For decades, spay/neuter has been widely advocated as socially responsible and beneficial to a pet’s health. Although these ideas are constantly reinforced in the media and endorsed within the veterinary community, there was no scientific evidence to validate them. That has changed over the past decade as researchers began reviewing lifetime health records of neutered pets. Cursory findings prompted more than 20 significant studies to evaluate the risks and benefits of these procedures. The data challenged widely held assumptions that these procedures improve overall health and reduce cancer risks.


Multiple studies revealed higher incidences of certain cancers such as ocsteosarcoma, hemangiosarcoma, and the unexpected discovery of prostate cancer rates up to four times higher in castrated dogs. Although neutering was not considered to cause prostate cancer, researchers theorized that altering the animal’s hormone balance interfered with natural immune response that normally inhibited tumor progression. Likewise, higher incidences of adverse vaccine reactions were also attributed to altered immune function. The complex physiological changes of spay/neuter surgery were also linked to a wide variety of disorders such as hypothyroidism, orthopedic disorders, obesity, and urinary incontinence.
Although this information was published in veterinary journals for years, it wasn’t widely accepted. In part, that’s because most studies extrapolated information from large random dog populations that represented a wide spectrum of purebreds, mixed breeds, dogs, bitches, puppies, and adults, all neutered at different ages. This precluded the possibility of analyzing the results based on gender and age-of-neutering.


A new study out of the University of California-Davis published earlier this year is the first to focus on this issue within a single breed, one of America’s most popular, the Golden Retriever. Headed by Dr. Benjamin L. Hart, professor emeritus at the UC-Davis School of Veterinary Medicine, the team analyzed medical records for 759 Golden Retrievers ranging from one to eight years that had been treated at their Veterinary Medical Teaching Hospital for hip dysplasia, cranial cruciate ligament tear, lymphosarcoma, hemangiosarcoma, or mast cell tumor. For the study, they were classified as sexually intact, neutered before 12 months of age, or neutered at one year or later.
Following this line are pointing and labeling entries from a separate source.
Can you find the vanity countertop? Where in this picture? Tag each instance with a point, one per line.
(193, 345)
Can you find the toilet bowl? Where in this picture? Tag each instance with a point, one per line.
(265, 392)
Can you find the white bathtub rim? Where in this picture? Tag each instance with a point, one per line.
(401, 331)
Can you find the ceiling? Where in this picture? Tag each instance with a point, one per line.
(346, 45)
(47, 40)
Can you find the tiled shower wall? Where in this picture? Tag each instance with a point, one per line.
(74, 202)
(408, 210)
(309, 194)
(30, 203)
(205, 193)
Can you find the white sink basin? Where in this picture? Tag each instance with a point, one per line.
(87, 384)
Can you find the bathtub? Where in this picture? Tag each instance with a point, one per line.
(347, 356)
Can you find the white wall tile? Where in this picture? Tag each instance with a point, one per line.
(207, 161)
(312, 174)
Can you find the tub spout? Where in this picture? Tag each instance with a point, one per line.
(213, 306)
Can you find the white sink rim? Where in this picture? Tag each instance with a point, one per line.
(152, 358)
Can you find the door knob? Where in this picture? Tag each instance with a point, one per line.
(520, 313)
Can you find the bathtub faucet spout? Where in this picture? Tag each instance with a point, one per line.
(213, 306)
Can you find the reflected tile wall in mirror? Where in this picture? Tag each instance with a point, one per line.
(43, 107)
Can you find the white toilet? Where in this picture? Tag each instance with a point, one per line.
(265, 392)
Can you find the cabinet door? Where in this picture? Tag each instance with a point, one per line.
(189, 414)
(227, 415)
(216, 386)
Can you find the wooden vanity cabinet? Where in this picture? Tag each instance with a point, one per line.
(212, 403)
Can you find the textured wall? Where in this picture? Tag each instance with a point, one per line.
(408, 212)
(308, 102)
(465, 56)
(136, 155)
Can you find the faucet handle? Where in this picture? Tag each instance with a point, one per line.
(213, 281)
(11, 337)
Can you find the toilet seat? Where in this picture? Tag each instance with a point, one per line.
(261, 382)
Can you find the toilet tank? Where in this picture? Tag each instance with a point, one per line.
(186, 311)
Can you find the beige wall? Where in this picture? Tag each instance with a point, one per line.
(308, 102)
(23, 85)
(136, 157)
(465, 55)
Regardless of age of neutering, both dogs and bitches demonstrated significantly higher rates for all five conditions compared to the sexually intact control group. The UC Davis study was the first to document a higher incidence of mast cell tumors and hemangiosarcoma associated with late neutering.


Approximately seven percent of bitches spayed at one year or later that developed hemangiosarcoma, more than four times the rate for this disease noted in the sexually intact group and bitches spayed before one year of age. None of the sexually intact bitches developed mast cell tumors, compared to six percent that were spayed at one year or later.
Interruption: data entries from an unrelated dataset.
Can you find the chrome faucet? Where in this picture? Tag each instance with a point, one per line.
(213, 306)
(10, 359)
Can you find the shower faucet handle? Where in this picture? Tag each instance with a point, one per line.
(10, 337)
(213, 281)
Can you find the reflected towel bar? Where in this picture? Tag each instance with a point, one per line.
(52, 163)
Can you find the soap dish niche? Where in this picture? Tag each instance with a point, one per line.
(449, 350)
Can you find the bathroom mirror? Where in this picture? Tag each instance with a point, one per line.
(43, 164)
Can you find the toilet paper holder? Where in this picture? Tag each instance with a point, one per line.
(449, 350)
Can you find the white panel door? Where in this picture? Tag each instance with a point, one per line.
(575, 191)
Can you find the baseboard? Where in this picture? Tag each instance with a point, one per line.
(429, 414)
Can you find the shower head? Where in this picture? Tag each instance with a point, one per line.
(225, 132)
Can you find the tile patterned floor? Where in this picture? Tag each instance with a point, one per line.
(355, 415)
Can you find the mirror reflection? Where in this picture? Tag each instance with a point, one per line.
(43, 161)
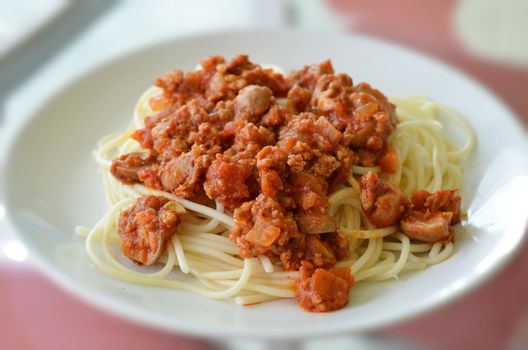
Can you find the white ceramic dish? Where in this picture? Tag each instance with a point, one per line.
(51, 184)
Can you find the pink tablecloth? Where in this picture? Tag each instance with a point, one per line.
(48, 318)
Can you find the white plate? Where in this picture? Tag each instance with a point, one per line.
(51, 184)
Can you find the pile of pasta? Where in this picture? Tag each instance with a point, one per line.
(428, 158)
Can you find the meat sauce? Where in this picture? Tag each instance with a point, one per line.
(224, 134)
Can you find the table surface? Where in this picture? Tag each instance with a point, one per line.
(36, 314)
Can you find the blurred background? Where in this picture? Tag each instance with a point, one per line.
(45, 43)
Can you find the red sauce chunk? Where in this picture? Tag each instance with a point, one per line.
(320, 290)
(146, 227)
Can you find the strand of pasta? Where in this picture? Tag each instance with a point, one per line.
(427, 160)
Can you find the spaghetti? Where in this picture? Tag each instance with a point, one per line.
(201, 247)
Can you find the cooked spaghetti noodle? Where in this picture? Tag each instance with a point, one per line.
(427, 158)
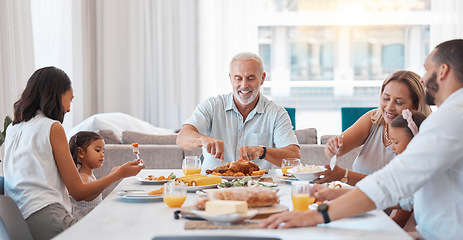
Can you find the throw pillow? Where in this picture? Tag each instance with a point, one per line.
(129, 137)
(306, 136)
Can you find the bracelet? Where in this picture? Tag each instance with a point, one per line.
(263, 154)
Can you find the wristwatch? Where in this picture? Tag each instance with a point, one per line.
(265, 152)
(344, 179)
(323, 209)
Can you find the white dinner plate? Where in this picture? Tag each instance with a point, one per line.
(137, 195)
(306, 176)
(143, 180)
(231, 177)
(196, 188)
(226, 218)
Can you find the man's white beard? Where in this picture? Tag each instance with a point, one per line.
(249, 100)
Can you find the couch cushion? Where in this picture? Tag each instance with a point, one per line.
(306, 136)
(109, 137)
(117, 122)
(129, 137)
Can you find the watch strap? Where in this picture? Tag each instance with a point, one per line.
(263, 154)
(345, 179)
(323, 209)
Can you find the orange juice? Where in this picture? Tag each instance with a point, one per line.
(174, 200)
(285, 170)
(190, 171)
(301, 202)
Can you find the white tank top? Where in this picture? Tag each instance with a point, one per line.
(373, 155)
(32, 178)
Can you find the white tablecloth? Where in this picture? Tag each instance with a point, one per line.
(116, 218)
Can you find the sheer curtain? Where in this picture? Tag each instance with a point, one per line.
(16, 55)
(447, 21)
(137, 57)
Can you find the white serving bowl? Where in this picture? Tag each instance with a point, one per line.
(305, 176)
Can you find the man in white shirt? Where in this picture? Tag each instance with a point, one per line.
(430, 169)
(243, 124)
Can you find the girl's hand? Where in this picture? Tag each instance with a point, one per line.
(332, 146)
(330, 175)
(130, 168)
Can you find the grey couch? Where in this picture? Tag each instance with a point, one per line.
(161, 152)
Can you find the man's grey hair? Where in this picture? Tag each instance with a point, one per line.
(244, 56)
Although pediatric spay/neuter has fallen from favor, it is still aggressively promoted by animal rights groups and endorsed by the AVMA. The UC Davis study revealed a significantly higher incidence of hip dysplasia in dogs neutered before one year of age compared to the rate of occurrence noted in the sexually intact males. None of the intact dogs or bitches developed cruciate ligament tears, compared to five percent of the dogs and eight percent of the bitches neutered before one year of age. Lymphosarcoma was diagnosed in almost 10 percent of males castrated early, three times the rate noted in sexually intact males.


The results also questioned the conventionally accepted practice of spaying bitches before their first or second season to minimize the risk of mammary cancers. None of the 120 intact bitches in the UC Davis study developed mammary cancer and two cases were diagnosed in spayed bitches. Likewise, the results contradicted the notion that neutering after maturity has limited impact to curb sex linked behavior problems like aggression and territorial marking. Neutering males in adulthood proved no less effective.


In most areas, this study did not reveal any significant new information about the increased disease risks that have already been linked to spay/neuter surgery. But it does provide a much clearer picture of its specific impact on the health of this breed. Hopefully, it will become a model for similar research on other breeds and provide dog owners with valid information to make informed decisions.